Driving this growth is a fundamental shift in our subscribers’ reading habits-specifically, a move to mobile-first viewing. Click-throughs on our mobile optimized e-newsletters are up a whopping 120 percent in the past 3 months. We are seeing mobile devices replacing the desktop as the first place our readers connect with us.
Today, smartphones are ubiquitous parts of our lives. A recent study completed by Harris Interactive found that 72 percent of people reported being within 5 feet of their smartphone at all times, 55 percent admitted to using a phone while driving, and believe it or not, 9 percent admitted to using it during sex. Equally as important, in 2013, average time spent on a mobile device (non-talk) outpaced that of online, for the first time ever.
Based on these changes, if you don’t already have a mobile Web strategy, you’d better get one quickly because your users are already there.
In approaching the mobile Web, I recommend that you consider the following five key questions:
• Who should develop your mobile site-internal staff or should it be outsourced?
• How should the site be built-as a responsive site or as a stand-alone?
• Which devices should you support?
• What content should be available on the site?
• And most importantly, what’s your mobile revenue model?
I will cover the first of these two of these questions in this article and the remainder in a later posting. I will also cover mobile app strategy in a later post.
In-house vs. Outsource
The first question to answer is who should develop your mobile website. Here you need to consider the following elements:
• Does your development team have mobile experience and coding skills? Keep in mind which skills you’ll need: Are you building a responsive site? Are you building a site in HTML5? Are you looking to incorporate any unique advertising/sponsorship opportunities/code. On the other hand, if you outsource, do you have flexibility in the look and feel of your site, or are you stuck with choosing from just a few templates?
• Are you willing to have multiple CMS systems: one for mobile and one for desktops/laptops? This can have a lot of implications for your editorial workflow as well as your mobile content offering. At ALM, we chose a FIFO (first-in-first-out) model based on feeds from our CMS to an outsourced provider in order to get to market quickly, but there have been some serious tradeoffs with this approach. We continue to work closely with our mobile partner to improve the reading experience.
• What’s your time to market? The sooner you want to launch, the more likely you’ll want to use a mobile-focused platform provider who has a turnkey solution already in place. Depending upon who your partner is, as well as your need for more or less customization, you could be up and running within as little as four weeks.

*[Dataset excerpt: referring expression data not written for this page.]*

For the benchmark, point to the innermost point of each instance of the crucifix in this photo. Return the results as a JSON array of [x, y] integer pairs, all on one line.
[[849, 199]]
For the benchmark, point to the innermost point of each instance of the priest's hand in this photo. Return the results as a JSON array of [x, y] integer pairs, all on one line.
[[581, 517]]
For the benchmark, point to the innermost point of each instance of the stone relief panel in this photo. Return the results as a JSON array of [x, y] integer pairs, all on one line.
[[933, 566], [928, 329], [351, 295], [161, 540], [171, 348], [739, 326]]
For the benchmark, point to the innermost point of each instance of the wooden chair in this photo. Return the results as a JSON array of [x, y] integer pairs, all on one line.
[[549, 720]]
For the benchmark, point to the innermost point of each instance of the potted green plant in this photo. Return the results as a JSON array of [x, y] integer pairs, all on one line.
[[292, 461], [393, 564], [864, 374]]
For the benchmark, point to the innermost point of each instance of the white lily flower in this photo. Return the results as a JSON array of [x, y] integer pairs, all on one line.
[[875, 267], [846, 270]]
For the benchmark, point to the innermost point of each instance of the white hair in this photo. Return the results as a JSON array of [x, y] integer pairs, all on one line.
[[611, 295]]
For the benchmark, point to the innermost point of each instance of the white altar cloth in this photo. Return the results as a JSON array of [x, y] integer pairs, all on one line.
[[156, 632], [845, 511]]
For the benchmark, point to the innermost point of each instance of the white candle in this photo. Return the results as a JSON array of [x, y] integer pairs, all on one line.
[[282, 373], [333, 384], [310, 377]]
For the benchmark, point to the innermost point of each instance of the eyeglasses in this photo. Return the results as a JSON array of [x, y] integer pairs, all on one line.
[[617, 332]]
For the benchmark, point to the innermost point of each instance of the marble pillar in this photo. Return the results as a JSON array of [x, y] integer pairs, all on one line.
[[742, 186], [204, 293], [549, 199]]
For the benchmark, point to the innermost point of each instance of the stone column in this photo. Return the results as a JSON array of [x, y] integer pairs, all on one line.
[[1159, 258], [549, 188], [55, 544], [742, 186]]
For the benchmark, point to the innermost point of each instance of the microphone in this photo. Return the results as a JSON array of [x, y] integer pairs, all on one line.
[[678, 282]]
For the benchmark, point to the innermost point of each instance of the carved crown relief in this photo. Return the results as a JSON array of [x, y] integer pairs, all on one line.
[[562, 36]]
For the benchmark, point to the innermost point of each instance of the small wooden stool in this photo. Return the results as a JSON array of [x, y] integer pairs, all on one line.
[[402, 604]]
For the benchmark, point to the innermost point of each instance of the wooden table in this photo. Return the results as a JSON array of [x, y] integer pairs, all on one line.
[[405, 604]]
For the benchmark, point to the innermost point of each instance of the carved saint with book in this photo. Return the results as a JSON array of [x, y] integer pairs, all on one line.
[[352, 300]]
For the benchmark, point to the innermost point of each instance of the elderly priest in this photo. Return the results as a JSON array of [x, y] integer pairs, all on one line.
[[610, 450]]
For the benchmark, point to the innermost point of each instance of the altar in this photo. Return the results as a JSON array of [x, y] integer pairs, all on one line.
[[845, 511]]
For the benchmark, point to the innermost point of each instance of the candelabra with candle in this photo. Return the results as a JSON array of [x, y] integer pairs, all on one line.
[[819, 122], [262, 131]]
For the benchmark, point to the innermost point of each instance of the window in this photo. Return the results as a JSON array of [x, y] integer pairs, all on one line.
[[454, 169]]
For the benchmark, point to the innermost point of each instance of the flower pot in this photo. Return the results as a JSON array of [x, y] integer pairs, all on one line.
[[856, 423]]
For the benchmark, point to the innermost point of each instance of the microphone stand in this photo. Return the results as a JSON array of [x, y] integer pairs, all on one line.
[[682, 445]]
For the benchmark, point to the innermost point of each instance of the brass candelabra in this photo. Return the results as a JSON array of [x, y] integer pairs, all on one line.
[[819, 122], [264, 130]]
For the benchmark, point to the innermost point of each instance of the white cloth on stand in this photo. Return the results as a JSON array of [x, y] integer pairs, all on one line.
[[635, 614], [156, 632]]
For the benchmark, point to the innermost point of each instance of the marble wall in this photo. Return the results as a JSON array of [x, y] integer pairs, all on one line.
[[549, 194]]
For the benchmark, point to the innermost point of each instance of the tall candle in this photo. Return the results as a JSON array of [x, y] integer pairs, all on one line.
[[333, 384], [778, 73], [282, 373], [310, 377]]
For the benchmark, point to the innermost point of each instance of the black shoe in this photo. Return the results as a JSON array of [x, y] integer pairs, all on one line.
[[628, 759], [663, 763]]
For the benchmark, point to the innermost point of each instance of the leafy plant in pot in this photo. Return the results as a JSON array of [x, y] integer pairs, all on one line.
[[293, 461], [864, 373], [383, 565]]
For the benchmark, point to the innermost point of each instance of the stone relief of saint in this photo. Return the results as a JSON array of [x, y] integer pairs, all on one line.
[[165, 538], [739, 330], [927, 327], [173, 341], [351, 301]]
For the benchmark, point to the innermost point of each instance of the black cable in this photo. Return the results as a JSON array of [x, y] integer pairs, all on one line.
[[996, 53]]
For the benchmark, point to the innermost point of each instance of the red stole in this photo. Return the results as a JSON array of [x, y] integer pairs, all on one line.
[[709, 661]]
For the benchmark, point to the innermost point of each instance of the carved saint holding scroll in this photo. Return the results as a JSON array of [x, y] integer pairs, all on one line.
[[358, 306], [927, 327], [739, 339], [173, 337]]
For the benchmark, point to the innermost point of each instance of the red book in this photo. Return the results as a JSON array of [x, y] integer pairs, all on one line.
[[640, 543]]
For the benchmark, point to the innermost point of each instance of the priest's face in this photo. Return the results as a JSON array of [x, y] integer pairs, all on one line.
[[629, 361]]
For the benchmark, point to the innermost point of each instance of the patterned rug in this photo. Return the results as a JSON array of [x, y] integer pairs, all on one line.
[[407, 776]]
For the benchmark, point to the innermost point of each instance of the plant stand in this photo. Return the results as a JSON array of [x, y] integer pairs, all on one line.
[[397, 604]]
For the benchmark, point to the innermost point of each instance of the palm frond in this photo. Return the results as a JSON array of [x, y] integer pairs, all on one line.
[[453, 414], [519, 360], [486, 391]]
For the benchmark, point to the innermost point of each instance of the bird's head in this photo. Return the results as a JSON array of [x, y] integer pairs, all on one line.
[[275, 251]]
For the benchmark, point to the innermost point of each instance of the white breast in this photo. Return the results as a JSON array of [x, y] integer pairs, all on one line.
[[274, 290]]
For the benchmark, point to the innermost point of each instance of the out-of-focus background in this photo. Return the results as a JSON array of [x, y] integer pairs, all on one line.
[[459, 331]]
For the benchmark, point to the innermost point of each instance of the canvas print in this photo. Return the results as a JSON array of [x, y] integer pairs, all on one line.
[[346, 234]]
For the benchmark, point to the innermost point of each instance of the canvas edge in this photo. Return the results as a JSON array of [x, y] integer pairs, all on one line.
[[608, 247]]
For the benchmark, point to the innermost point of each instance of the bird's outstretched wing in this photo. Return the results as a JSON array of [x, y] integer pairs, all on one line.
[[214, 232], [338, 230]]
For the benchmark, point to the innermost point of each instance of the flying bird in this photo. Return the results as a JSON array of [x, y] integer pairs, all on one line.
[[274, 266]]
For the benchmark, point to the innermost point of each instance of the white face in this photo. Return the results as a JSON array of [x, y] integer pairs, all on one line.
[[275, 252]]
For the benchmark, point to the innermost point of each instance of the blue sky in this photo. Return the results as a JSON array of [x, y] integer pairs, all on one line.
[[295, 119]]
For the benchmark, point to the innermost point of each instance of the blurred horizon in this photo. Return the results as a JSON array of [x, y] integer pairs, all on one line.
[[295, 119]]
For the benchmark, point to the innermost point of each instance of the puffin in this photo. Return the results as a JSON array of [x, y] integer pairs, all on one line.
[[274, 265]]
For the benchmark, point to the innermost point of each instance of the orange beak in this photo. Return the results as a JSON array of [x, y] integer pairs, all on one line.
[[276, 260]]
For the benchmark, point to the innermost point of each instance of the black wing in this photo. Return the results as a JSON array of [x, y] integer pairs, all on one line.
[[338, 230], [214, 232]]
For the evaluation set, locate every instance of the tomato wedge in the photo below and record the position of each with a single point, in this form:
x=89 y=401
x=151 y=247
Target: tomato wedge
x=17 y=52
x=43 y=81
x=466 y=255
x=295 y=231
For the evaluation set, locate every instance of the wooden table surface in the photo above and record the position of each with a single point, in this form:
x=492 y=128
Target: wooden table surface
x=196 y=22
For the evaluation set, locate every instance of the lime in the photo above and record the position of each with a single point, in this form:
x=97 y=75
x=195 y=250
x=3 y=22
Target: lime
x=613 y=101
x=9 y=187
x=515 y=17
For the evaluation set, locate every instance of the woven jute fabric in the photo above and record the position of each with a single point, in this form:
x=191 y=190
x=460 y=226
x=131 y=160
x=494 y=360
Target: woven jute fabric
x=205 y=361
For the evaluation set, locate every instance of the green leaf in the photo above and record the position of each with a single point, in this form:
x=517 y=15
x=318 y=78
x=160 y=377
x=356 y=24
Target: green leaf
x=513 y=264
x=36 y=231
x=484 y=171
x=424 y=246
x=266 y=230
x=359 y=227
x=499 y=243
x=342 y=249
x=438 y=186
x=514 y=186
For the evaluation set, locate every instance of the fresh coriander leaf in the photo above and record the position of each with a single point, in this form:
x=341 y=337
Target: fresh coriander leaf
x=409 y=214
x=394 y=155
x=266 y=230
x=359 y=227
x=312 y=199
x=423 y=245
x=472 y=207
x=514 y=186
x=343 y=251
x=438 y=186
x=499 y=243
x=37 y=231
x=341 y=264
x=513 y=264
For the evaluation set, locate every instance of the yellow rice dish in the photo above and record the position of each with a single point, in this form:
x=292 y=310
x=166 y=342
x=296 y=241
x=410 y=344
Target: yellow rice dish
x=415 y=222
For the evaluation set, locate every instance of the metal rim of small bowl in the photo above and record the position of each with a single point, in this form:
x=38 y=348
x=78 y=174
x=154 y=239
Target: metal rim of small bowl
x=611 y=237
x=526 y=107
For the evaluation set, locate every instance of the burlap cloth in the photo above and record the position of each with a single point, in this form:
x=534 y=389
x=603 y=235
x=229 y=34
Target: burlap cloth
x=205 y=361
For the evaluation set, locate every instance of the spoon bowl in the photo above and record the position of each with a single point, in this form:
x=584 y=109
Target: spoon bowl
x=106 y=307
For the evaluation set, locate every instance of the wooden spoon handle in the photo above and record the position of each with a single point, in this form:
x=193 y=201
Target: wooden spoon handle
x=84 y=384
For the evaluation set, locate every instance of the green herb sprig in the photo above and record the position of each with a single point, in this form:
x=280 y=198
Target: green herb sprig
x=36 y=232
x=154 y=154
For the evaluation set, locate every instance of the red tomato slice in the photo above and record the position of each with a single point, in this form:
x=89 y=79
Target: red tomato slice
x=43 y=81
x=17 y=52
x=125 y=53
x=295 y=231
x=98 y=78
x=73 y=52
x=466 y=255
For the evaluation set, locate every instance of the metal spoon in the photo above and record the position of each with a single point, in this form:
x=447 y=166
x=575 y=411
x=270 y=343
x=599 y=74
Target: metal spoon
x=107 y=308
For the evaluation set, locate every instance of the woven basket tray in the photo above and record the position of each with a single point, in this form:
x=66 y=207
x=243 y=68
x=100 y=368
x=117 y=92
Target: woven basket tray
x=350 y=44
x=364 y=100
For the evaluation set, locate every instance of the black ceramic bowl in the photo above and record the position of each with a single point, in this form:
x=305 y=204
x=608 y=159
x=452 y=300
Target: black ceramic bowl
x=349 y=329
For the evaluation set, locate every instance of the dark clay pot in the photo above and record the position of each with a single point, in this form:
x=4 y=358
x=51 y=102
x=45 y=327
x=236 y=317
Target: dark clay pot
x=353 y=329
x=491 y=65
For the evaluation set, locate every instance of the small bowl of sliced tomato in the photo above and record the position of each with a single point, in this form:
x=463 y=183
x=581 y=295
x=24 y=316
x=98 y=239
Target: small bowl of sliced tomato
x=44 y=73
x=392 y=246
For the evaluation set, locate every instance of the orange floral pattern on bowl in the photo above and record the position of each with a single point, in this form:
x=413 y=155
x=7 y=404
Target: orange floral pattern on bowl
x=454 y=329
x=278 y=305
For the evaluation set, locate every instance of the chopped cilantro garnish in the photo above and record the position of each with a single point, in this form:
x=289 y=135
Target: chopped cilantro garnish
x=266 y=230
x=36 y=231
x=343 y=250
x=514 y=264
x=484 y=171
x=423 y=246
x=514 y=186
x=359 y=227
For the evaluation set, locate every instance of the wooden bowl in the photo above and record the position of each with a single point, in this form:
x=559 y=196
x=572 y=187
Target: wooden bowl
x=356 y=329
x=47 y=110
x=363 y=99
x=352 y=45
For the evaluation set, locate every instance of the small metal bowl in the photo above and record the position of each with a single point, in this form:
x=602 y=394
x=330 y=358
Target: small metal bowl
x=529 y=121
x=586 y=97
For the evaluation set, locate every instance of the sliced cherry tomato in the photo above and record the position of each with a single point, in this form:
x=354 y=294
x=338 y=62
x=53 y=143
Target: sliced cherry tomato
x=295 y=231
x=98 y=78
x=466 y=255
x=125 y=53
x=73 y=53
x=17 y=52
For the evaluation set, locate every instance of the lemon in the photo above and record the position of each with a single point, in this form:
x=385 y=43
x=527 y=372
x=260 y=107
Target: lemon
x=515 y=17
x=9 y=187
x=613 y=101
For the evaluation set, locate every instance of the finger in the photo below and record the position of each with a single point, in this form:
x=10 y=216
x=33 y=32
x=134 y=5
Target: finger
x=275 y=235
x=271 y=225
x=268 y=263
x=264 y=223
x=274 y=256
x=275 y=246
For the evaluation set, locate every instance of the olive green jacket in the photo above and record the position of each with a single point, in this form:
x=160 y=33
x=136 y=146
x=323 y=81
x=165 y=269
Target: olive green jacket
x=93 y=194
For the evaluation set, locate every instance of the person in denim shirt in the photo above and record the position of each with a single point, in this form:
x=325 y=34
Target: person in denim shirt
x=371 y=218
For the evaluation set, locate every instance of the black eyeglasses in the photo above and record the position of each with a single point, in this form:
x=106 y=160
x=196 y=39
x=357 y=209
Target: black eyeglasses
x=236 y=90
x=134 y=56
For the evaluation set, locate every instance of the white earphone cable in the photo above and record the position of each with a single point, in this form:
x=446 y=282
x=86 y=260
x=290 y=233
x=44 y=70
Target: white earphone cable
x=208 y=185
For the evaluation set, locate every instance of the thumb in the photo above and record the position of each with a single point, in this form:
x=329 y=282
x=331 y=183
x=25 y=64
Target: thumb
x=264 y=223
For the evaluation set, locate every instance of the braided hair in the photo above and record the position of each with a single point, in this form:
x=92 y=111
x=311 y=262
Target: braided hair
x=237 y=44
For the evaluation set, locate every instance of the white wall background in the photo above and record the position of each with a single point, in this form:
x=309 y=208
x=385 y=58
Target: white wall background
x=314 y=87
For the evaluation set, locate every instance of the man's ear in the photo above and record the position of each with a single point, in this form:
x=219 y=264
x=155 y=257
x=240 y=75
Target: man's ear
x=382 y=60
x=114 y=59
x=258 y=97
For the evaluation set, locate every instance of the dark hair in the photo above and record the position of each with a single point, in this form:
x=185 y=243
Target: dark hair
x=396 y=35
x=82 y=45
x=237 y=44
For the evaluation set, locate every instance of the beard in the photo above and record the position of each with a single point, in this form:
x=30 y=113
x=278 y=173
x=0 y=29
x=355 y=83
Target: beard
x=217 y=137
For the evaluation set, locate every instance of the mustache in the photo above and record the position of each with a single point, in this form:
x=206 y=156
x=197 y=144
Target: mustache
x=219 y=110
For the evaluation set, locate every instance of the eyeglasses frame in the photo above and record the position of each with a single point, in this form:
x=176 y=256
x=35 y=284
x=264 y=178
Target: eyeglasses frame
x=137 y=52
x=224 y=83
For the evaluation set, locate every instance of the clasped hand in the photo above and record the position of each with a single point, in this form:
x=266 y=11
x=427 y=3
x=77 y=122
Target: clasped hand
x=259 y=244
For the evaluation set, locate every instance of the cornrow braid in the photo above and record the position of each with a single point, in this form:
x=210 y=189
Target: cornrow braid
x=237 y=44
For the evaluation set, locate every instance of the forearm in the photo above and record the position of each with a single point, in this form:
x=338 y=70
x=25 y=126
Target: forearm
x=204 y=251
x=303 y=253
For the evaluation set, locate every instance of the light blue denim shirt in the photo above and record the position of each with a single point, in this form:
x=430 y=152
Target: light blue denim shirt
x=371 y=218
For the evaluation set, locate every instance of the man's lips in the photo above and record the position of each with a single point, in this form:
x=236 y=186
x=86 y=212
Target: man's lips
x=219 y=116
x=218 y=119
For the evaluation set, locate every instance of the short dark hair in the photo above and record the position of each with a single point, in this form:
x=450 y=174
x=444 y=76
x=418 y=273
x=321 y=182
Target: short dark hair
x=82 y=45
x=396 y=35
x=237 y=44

• What’s your capital budget and risk propensity? Another good reason to consider a mobile platform provider is if you don’t have the upfront capital dollars to invest in a mobile site. Many mobile platform providers will partner with you on a revenue share basis. Two off the top of my head are Verve Mobile and Polar (albeit, I’m not specifically endorsing either in this post). An additional advantage of these platform providers is that they have integrated ad serving platforms and mobile ad networks in their operations, which will help your monetization model from Day One and lower investment risk.
• Do you want your apps and mobile website to be under the same CMS and managed by the same team? Here you need to be even more thoughtful in your overall strategy. If you plan on creating mobile apps one day, you should consider the challenges and benefits between outsourcing vs. insourcing.
Responsive design is all the rage right now, using one code base to deliver experiences across multiple screens (from smartphones to tablets to desktops). But is it the solution that ails all digital woes? In my humble view, responsive design, has a place in your digital strategy, but it’s not the ultimate solution.
The main advantage of responsive design is that it lowers site maintenance costs. Maintaining just one code base ensures that each new update and/or change will be "automatically" replicated across all platforms. Additionally, responsive design makes ad management easier as every ad on your website will also have a place on smartphones and tablets.
The main disadvantage to responsive design is that it creates what I like to call "the endless scroll" on smaller screen devices (i.e., smartphones); the page seems to just go on and on forever. This is especially problematic for sites that have a lot of content.
My personal view is that using a combination of responsive and native design lead to best-in-class reading experiences at the lowest cost. More specifically, use responsive design for online and tablets, and then create a separate native experience for smartphones.
In my next update, I’ll address the three remaining elements of a mobile Web strategy: which devices you should support; what content should be available on the site(s); and how to drive to a positive ROI.